Wie entscheiden wir zwischen Ein-, Zwei- oder Mehrebenauswuchtung?
Die Entscheidung, ob eine Auswuchtung in einer, zwei oder mehreren Ebenen durchgeführt wird, hängt von der Geometrie des Bauteils, der Massenverteilung und den betrieblichen Anforderungen ab. Als grundlegende Regel gilt: Ist die Bauteillänge größer als der Durchmesser, sollte eine Auswuchtung in zwei Ebenen erfolgen. Dies ist notwendig, um nicht nur die statische Unwucht (Schwerpunktverlagerung), sondern auch die während der Rotation entstehenden Kipp- bzw. Momentenunwuchten zu kompensieren. Die Zweiebenen-Auswuchtung ist ideal für Wellen, Achsen und lange Rotoren. Sie beseitigt sowohl statische als auch dynamische Unwuchten gleichzeitig und sorgt für einen ruhigen, vibrationsarmen Lauf – insbesondere bei höheren Drehzahlen auf einer präzisen Auswuchtmaschine.

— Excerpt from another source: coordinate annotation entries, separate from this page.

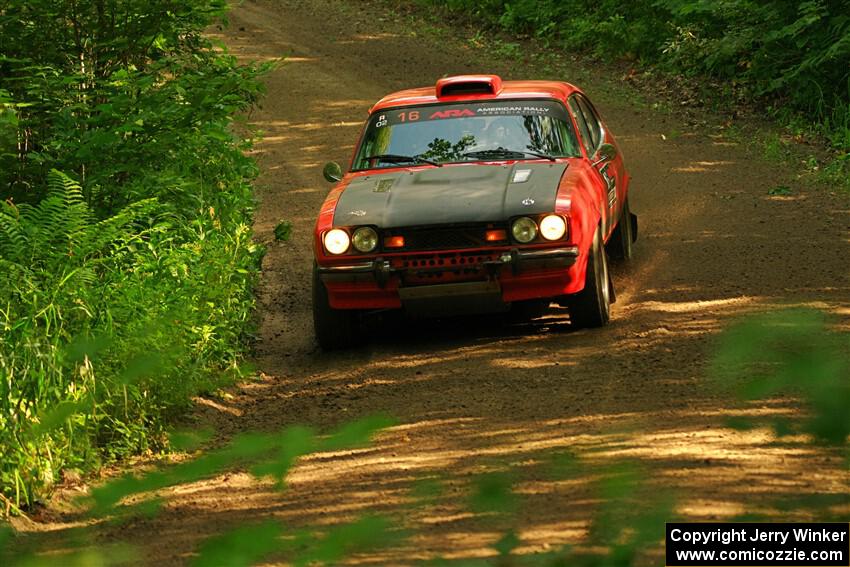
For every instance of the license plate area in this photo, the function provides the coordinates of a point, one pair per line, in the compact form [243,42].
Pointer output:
[459,298]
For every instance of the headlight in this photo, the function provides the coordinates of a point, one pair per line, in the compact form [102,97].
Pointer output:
[553,227]
[336,241]
[365,239]
[524,230]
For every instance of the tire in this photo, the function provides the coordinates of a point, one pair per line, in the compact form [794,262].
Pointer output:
[334,328]
[591,307]
[623,237]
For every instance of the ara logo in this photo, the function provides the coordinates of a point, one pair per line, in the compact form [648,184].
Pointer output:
[453,113]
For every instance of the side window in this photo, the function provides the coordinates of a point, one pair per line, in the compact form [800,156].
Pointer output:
[592,120]
[586,138]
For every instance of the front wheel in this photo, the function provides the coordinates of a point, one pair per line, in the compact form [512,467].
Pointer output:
[591,307]
[334,328]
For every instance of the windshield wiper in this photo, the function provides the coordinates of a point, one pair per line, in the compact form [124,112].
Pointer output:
[395,158]
[504,152]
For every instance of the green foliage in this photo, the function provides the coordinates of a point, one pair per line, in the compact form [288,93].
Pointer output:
[790,353]
[128,279]
[792,56]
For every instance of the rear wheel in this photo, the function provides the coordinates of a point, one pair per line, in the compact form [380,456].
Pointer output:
[591,307]
[623,237]
[334,328]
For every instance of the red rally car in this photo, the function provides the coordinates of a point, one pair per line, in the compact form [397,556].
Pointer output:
[474,195]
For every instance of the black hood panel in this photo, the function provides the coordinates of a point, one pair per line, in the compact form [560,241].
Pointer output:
[449,194]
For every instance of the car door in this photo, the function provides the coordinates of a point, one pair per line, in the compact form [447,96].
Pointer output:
[611,172]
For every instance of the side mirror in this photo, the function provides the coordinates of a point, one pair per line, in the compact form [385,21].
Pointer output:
[606,152]
[332,172]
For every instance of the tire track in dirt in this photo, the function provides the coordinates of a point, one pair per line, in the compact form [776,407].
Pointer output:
[713,244]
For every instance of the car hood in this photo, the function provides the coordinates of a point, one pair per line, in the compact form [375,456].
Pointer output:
[449,194]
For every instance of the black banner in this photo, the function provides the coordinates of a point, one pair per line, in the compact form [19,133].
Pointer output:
[758,544]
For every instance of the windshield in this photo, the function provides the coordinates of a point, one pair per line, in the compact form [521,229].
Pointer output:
[515,129]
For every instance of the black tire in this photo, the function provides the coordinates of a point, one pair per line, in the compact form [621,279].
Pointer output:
[334,328]
[623,237]
[591,307]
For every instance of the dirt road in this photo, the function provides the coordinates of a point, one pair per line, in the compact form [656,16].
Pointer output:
[713,244]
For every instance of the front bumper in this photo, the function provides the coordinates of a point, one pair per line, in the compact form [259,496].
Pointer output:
[431,281]
[517,260]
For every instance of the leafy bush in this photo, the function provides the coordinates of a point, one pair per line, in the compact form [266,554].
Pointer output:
[794,55]
[144,242]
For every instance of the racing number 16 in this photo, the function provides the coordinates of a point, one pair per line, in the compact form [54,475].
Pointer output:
[411,116]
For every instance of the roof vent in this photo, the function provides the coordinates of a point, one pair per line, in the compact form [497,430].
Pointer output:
[469,85]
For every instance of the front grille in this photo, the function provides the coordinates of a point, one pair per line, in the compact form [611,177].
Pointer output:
[444,267]
[449,238]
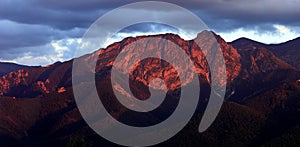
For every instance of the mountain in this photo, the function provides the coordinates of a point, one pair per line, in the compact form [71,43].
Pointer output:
[6,67]
[38,106]
[288,51]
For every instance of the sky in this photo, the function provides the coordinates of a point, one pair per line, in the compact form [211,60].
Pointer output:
[41,32]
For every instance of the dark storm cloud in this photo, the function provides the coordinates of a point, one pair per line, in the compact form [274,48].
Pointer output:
[28,24]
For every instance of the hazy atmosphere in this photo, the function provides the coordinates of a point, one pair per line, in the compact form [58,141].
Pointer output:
[37,32]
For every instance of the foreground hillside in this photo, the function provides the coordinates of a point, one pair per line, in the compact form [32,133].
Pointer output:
[261,107]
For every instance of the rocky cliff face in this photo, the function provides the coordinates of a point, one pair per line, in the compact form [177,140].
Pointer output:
[241,64]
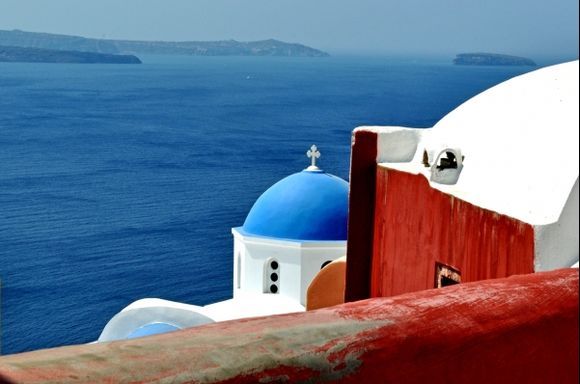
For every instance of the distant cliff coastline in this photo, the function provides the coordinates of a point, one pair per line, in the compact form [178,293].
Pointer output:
[271,47]
[40,55]
[491,59]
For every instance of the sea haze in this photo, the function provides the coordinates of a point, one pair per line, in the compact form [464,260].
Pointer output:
[122,182]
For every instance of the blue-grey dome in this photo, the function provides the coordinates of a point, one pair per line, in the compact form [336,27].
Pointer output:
[308,205]
[152,329]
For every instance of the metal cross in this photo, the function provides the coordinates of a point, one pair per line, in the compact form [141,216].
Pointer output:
[313,154]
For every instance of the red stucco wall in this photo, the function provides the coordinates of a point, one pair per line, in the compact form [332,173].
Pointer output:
[416,226]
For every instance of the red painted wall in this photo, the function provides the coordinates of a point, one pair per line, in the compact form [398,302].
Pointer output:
[416,225]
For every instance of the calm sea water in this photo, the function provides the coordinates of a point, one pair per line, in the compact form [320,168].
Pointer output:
[122,182]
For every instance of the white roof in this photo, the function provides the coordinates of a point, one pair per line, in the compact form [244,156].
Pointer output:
[520,142]
[247,304]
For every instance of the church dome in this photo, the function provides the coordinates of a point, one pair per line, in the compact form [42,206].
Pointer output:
[308,205]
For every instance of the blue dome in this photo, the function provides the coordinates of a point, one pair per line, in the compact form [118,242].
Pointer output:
[308,205]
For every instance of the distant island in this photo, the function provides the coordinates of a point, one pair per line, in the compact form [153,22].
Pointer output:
[491,59]
[40,55]
[17,38]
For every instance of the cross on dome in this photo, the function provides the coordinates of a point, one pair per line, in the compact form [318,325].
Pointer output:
[313,154]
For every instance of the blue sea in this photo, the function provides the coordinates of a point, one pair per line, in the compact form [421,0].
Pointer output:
[121,182]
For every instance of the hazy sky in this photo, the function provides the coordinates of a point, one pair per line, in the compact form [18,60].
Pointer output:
[525,27]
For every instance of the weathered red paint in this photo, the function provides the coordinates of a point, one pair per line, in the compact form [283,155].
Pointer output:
[417,225]
[522,329]
[361,213]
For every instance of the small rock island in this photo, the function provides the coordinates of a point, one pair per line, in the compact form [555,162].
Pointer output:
[491,59]
[10,54]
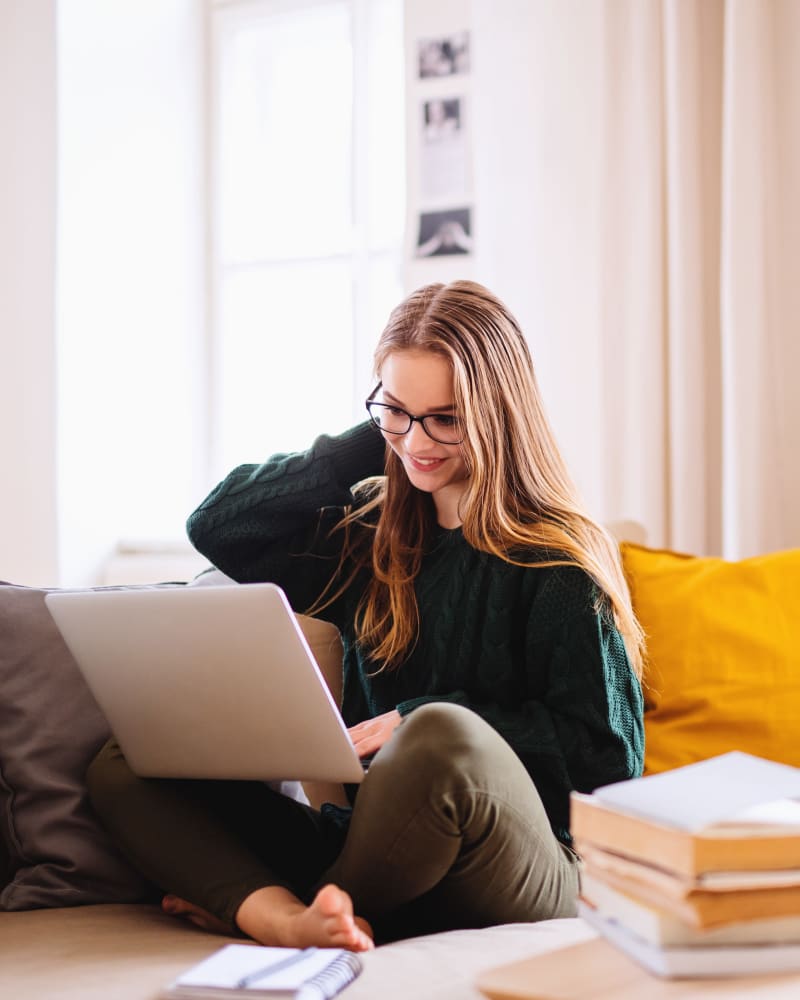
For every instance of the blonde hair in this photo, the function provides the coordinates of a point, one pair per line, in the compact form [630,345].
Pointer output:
[518,497]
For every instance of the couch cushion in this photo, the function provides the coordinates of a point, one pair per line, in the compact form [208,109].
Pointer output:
[55,852]
[723,643]
[132,952]
[59,855]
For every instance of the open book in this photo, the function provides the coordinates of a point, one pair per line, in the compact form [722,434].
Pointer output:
[253,970]
[733,813]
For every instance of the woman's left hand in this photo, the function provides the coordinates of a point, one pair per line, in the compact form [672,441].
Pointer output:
[368,737]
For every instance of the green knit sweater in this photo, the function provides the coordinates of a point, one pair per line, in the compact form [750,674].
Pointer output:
[523,647]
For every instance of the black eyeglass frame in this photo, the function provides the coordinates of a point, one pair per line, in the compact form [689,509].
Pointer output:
[370,402]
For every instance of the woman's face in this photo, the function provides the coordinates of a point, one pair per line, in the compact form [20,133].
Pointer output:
[421,383]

Eine Zweiebenen-Auswuchtung ist jedoch nicht in jedem Fall erforderlich. Handelt es sich um scheibenförmige Bauteile mit einem deutlich größeren Durchmesser als Länge – beispielsweise Schwungräder, Riemenscheiben oder bestimmte Lüfterräder – kann eine Ein-Ebenen-Auswuchtung ausreichend sein. In solchen Fällen konzentriert sich die Massenunwucht nahezu auf eine Ebene, sodass eine Korrektur in nur einer Ebene das gewünschte Ergebnis liefert. Bei komplexeren Baugruppen, wie mehrstufigen Pumpenrotoren oder langen Turbinenrotoren, kann hingegen eine Mehrebenauswuchtung erforderlich sein, um sämtliche Unwuchtanteile vollständig zu eliminieren. Einzelne Abschnitte dieser Rotoren können eigene Unwuchten aufweisen, die sich gegenseitig beeinflussen. Als MBS Balans analysieren wir Ihre Anwendung detailliert und unterstützen Sie mit leistungsfähigen industriellen Wuchtmaschinen bei der Festlegung der optimalen Anzahl an Auswuchtebenen – für maximale Präzision, Prozesssicherheit und Effizienz.